What was the most epic wedding you can think of? Kim Kardashian and Kris Humphries (just yesterday)? William and Kate? Charles and Diana?
Nah. How about the wedding of Charles and Livinia? After all, it was the wedding of the century.
The 19th century, that is.
Celebrity weddings of the century are nothing new. We aren't the first generation to celebrate entertainers, to make them millionaires, to track every aspect of their lives. And, back in 1863 two war weary countries (the United States and the Confederate States of America) were ready for a distraction. Thanks to a showman by the name of P.T. Barnum, they got one.
On Tuesday, February 10, 1863 two dwarfs, Charles Stratton (better known to history as his stage name, General Tom Thumb) married Mercy Livinia Warren Bump (better known as Livinia Warren) at Grace Church in New York City.
I found these Civil War facts and more in a fascinating novel, "The Autobiography of Mrs. Tom Thumb" by Melanie Benjamin. This is not an autobiography but a novel. Melanie Benjamin has done her homework well, and written an entertaining book in the style that a woman of the 19th century would have used. The one thing I would have liked to have seen in the book was a centerfold of photos, like many modern autobiographies of celebrities contain. But that is a small quibble.
Civil War photographer Matthew Brady photographed Warren for Harpers Weekly.
According to Benjamin, Lavinia Warren started her career on a riverboat going up and down the Mississippi. At one point in her career, a man by the name of Grant purchased a private audience with Miss Warren for him and his family during a stop in Galena, Illinois. When Lincoln was elected, the riverboat was stranded in
Vicksburg, Mississippi (later the site of a famous siege by the same Mr. Grant.) Ms. Benjamin states that Livinia escaped the riverboat at Vicksburg, MS during a riot after Lincoln's election, with the help of another entertainer.

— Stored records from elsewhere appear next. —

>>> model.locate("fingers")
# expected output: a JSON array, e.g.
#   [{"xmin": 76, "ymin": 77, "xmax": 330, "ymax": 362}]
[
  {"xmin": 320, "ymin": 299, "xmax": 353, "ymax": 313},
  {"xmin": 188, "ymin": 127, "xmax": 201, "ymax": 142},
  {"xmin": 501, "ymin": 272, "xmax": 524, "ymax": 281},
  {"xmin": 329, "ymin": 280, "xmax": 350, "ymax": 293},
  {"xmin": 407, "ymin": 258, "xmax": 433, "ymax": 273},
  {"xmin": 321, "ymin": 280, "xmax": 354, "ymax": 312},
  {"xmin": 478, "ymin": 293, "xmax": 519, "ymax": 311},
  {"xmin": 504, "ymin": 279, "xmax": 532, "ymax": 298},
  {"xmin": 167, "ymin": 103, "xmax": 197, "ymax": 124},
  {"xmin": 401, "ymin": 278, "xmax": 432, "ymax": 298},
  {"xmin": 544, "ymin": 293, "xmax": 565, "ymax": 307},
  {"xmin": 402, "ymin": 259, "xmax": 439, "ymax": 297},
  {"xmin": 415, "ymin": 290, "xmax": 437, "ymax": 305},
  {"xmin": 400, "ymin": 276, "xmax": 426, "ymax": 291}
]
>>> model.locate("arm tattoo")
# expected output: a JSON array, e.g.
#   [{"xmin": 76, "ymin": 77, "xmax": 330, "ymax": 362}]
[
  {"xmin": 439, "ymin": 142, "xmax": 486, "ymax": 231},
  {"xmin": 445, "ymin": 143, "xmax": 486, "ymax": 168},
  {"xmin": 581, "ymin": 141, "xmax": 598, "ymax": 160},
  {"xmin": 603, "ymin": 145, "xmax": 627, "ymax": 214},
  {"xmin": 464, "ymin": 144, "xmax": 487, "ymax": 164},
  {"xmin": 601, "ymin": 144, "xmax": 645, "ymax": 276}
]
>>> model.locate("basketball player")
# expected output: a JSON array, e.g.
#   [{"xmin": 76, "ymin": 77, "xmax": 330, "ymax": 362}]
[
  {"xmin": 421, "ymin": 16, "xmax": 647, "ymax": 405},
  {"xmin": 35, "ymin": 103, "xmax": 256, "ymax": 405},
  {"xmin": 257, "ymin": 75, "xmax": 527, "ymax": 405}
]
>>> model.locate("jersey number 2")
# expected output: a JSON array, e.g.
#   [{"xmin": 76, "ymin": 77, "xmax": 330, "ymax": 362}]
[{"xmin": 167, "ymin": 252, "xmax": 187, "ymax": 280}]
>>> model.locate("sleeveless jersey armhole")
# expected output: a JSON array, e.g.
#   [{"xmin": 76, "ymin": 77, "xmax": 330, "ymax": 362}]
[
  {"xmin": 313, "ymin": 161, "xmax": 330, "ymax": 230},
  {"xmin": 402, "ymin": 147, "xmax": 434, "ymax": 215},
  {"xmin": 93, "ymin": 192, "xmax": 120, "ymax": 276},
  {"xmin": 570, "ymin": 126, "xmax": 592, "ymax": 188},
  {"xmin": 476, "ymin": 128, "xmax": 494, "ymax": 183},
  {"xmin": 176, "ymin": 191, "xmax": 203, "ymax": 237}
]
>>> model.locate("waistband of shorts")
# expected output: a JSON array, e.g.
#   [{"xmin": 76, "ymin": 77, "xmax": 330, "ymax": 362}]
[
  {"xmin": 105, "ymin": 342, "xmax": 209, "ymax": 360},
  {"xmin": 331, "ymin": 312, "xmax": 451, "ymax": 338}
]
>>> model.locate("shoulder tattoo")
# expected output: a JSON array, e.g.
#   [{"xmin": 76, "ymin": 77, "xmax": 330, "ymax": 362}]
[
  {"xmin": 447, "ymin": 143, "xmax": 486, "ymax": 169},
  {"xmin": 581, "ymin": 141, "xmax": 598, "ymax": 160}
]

Later, Warren was hired by Barnum, and she was introduced to General Tom Thumb. The rest was history.
As for what happened after the wedding, you should read the book rather than have me tell you. It is a fascinating story. And as for Barnum, we may know him as a showman but he was a lot more.
P. T. Barnum is known by many today mainly for his name, which still exists in the "Ringling Bros & Barnum and Bailey Circus". But that was just one small portion of his career. He was an abolitionist and his sympathies solidly lay with the North. His American Museum was one of the most visited attractions in the country during the Civil War.
It burned due to arson in 1865. As the war progressed it had featured exhibits supporting the Union cause. The belief is that Confederate sympathizers started the fire, in revenge.
After the war, Barnum served two terms in the Connecticut legislature.
It's fascinating how the Civil War weaves through the lives of so many people, but that only makes sense. How could it not have touched everyone in our country alive then?
To me, that is one of the continuing fascinations I have with this war.